Reared, as I was, ’round the Great Lakes and the scrambling coal-seamed crags of top-most Appalachia, I always thought that the notion of seasonal equality was nuts. As a kid, there were two big seasons, summer and winter. These made specific, scholastic-driven demands on one’s clothing and schedule. And then there were the other two little seasons, spring and fall, that filled the gaps in between.

Later on, I came to love wet-walk wallowing in the crumbling air of autumn, and to yearn for the seed-starting days of spring. Nature’s fleeting faces always turning too soon, a dance-floor lover leaving for a new tune just as you’d started to find your groove.

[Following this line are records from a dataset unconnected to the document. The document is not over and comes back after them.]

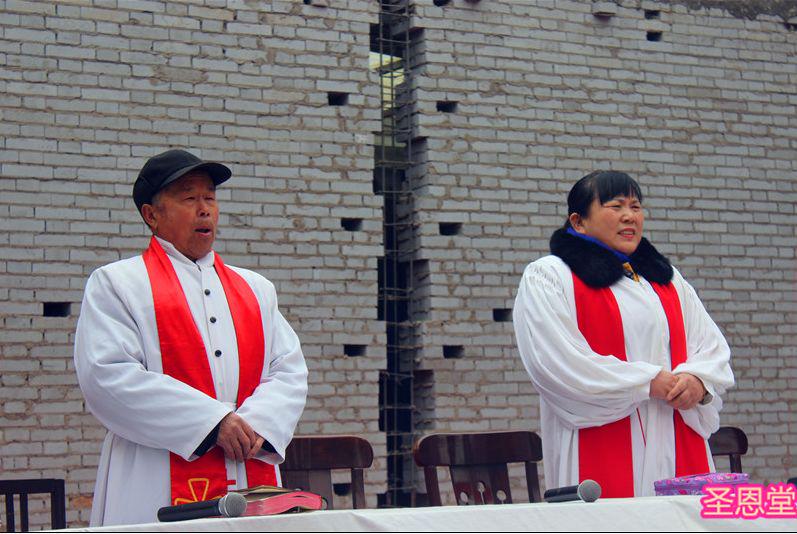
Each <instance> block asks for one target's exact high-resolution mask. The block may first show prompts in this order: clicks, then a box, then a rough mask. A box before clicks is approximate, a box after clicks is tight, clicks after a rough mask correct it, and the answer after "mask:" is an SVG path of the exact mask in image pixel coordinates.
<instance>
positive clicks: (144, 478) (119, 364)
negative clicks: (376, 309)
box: [75, 239, 307, 526]
mask: <svg viewBox="0 0 797 534" xmlns="http://www.w3.org/2000/svg"><path fill="white" fill-rule="evenodd" d="M158 241H159V242H160V244H161V245H162V246H163V249H164V251H165V252H166V254H167V255H168V257H169V260H170V261H171V263H172V265H173V266H174V270H175V272H176V273H177V278H178V279H179V281H180V284H181V286H182V288H183V291H184V293H185V296H186V299H187V301H188V306H189V308H190V309H191V314H192V315H193V317H194V321H195V323H196V325H197V327H198V329H199V332H200V333H201V335H202V341H203V342H204V343H205V349H206V352H207V358H208V362H209V363H210V370H211V374H212V375H213V381H214V384H215V388H216V395H217V397H218V398H217V399H214V398H211V397H209V396H207V395H205V394H204V393H202V392H200V391H199V390H196V389H194V388H192V387H190V386H188V385H187V384H184V383H183V382H180V381H178V380H176V379H174V378H172V377H170V376H168V375H164V374H163V365H162V362H161V354H160V346H159V341H158V331H157V326H156V322H155V312H154V305H153V300H152V290H151V288H150V283H149V277H148V276H147V270H146V267H145V265H144V260H143V259H142V257H141V256H136V257H134V258H130V259H126V260H122V261H118V262H115V263H112V264H110V265H106V266H104V267H101V268H99V269H97V270H96V271H94V272H93V273H92V275H91V277H90V278H89V281H88V283H87V284H86V291H85V294H84V297H83V304H82V307H81V312H80V318H79V320H78V326H77V334H76V338H75V368H76V370H77V375H78V381H79V383H80V387H81V389H82V390H83V395H84V396H85V398H86V405H87V407H88V408H89V410H91V412H92V413H93V414H94V416H95V417H97V419H99V420H100V422H101V423H102V424H103V425H105V426H106V427H107V429H108V434H107V435H106V438H105V442H104V443H103V446H102V455H101V457H100V464H99V468H98V470H97V483H96V487H95V491H94V503H93V507H92V513H91V525H92V526H98V525H119V524H129V523H144V522H152V521H156V520H157V519H156V515H155V514H156V512H157V510H158V508H160V507H161V506H167V505H169V503H170V496H171V489H170V477H169V451H171V452H174V453H175V454H177V455H179V456H180V457H182V458H183V459H186V460H191V459H195V458H196V456H193V452H194V451H195V450H196V449H197V447H198V446H199V445H200V443H201V442H202V440H204V439H205V437H206V436H207V435H208V434H209V433H210V432H211V431H212V430H213V428H214V427H215V426H216V425H217V424H218V423H219V421H221V419H222V418H223V417H224V416H225V415H227V414H228V413H230V412H231V411H235V412H236V413H237V414H238V415H239V416H241V417H242V418H243V419H244V420H245V421H246V422H247V423H248V424H249V425H250V426H251V427H252V429H253V430H254V431H255V432H257V433H258V434H259V435H261V436H263V437H264V438H265V439H266V440H267V441H268V442H269V443H270V444H271V445H272V446H273V447H274V449H275V450H276V453H266V452H265V451H261V452H260V454H258V456H257V457H256V458H257V459H258V460H261V461H264V462H268V463H271V464H275V465H276V464H278V463H280V462H282V461H283V460H284V454H285V448H286V447H287V445H288V443H290V441H291V438H292V437H293V431H294V429H295V427H296V423H297V422H298V420H299V417H300V416H301V414H302V410H303V409H304V404H305V399H306V396H307V367H306V365H305V362H304V356H303V355H302V351H301V347H300V345H299V339H298V337H297V336H296V334H295V333H294V331H293V329H291V327H290V325H289V324H288V323H287V321H286V320H285V318H284V317H283V316H282V315H281V314H280V312H279V310H278V309H277V295H276V292H275V290H274V285H273V284H272V283H271V282H269V281H268V280H266V279H265V278H263V277H262V276H260V275H259V274H257V273H254V272H252V271H248V270H245V269H240V268H237V267H231V266H228V267H230V268H231V269H233V270H234V271H235V272H236V273H238V274H239V275H241V276H242V277H243V278H244V280H246V282H247V283H248V284H249V286H250V287H251V288H252V291H253V292H254V294H255V296H256V298H257V300H258V302H259V303H260V310H261V314H262V318H263V332H264V335H265V359H264V364H263V373H262V376H261V380H260V385H259V386H258V387H257V388H256V389H255V391H254V393H253V394H252V395H251V396H250V397H249V398H248V399H246V401H245V402H244V403H243V404H242V405H241V406H236V405H235V403H236V400H237V392H238V345H237V340H236V335H235V328H234V326H233V322H232V316H231V314H230V309H229V306H228V304H227V299H226V297H225V295H224V289H223V288H222V285H221V281H220V280H219V277H218V275H217V274H216V271H215V269H214V268H213V261H214V255H213V253H212V252H211V253H209V254H208V255H206V256H205V257H203V258H200V259H198V260H197V261H196V263H194V262H192V261H191V260H189V259H188V258H186V257H185V256H183V255H182V254H181V253H180V252H178V251H177V250H176V249H175V248H174V246H172V245H171V244H170V243H168V242H166V241H164V240H162V239H158ZM216 351H221V355H220V356H216V355H215V353H216ZM226 463H227V473H228V478H229V479H230V480H235V481H236V484H235V485H231V486H229V489H231V490H232V489H240V488H245V487H247V483H246V469H245V467H244V463H243V462H235V461H234V460H230V459H227V460H226ZM277 476H278V477H279V470H277ZM208 498H209V497H208Z"/></svg>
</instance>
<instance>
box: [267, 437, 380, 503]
mask: <svg viewBox="0 0 797 534" xmlns="http://www.w3.org/2000/svg"><path fill="white" fill-rule="evenodd" d="M373 461H374V451H373V449H372V448H371V444H370V443H368V441H367V440H364V439H363V438H358V437H357V436H318V437H303V436H297V437H294V438H293V441H291V443H290V445H288V448H287V450H286V452H285V462H284V463H283V464H282V465H280V473H281V475H282V485H283V486H285V487H286V488H296V489H303V490H305V491H312V492H313V493H317V494H319V495H321V496H322V497H323V498H324V499H326V501H327V507H328V508H330V509H333V508H334V507H335V506H334V500H333V494H334V491H333V488H332V470H333V469H349V470H351V493H352V501H353V503H352V504H353V506H354V508H365V478H364V476H363V470H364V469H366V468H368V467H371V464H372V463H373Z"/></svg>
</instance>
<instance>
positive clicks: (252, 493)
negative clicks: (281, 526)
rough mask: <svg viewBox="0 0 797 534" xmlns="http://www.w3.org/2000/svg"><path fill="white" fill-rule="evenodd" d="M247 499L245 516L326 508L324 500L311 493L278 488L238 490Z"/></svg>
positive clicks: (257, 486) (282, 488)
mask: <svg viewBox="0 0 797 534" xmlns="http://www.w3.org/2000/svg"><path fill="white" fill-rule="evenodd" d="M236 493H240V494H241V495H243V496H244V497H245V498H246V511H245V512H244V514H243V515H245V516H247V515H276V514H285V513H288V512H308V511H310V510H322V509H324V508H326V502H325V501H324V499H323V498H322V497H321V496H320V495H317V494H315V493H311V492H309V491H297V490H292V489H290V488H278V487H276V486H255V487H253V488H246V489H242V490H236Z"/></svg>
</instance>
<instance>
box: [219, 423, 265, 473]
mask: <svg viewBox="0 0 797 534" xmlns="http://www.w3.org/2000/svg"><path fill="white" fill-rule="evenodd" d="M258 441H259V442H260V445H261V446H262V445H263V438H261V437H260V436H258V435H257V433H255V431H254V430H252V427H251V426H249V423H247V422H246V421H244V420H243V419H242V418H241V417H240V416H239V415H238V414H236V413H235V412H230V413H228V414H227V415H225V416H224V419H222V420H221V423H219V436H218V438H216V445H218V446H219V447H221V448H222V449H223V450H224V456H226V457H227V458H229V459H231V460H235V461H237V462H242V461H244V460H246V459H248V458H251V457H252V456H253V455H254V453H253V452H252V451H253V450H254V451H255V452H256V451H257V449H254V446H255V445H256V444H257V442H258ZM258 449H259V447H258Z"/></svg>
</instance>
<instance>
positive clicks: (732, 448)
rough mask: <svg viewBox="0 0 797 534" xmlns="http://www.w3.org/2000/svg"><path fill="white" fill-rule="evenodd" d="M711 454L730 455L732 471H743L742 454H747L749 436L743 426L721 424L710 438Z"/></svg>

The howl of Sun Dogs do make me smile.

Still, in my mind, summer and winter should be allotted a full four months, despite the niceties of astronomical alignment. The geometric symmetry of solstice and equinox have little bearing on life as lived. Summer’s bounty begins in May and often spills past September. Winter’s claw snatches weeks from November and still refuses to let much of March get away.

I’ve heard it said that South Dakota has only two seasons – the hot one and the cold one – but this was from an itinerant citizen, long since decamped. Since living here I’ve tried the line out on various locals, and they don’t agree. Celebrations of changing leaves and harvest, or of Easter blooms and budding branches are as common here as they are anywhere. But the view from my window leaves me in doubt.

The continental climate is harsher than it was back east. Summers are hotter and drier, winters hard-locked in thawless freeze. Between these extremes are the awkward weeks when nature tries to figure out which way to go, wobbling between southern blasts that push up the numbers, and northern gales that catch you unprepared.

I still haven’t figured out winter up here. Summers are easy. Fresh air calls. Long drives and tent-nights, music in the air. But my hermit head capitulates to the cold. Undone projects, unwritten tales and still-born songs come flooding back. It’s an annual frost-bit reckoning on my inner life, and it leaves me in the dumps. The time is mine, but the motivation withers.

But I need to figure out this out soon, or I’ll continue to lose half my life. I need to rework a theory of seasonal equality that fits my new mold, to find parity between the hot and the cold. Winter can be an opportunity. Yes, it’s going to be a dark-night fight, but I still have a few months left to win this one. Wish me luck. It’s high time to crack this nut.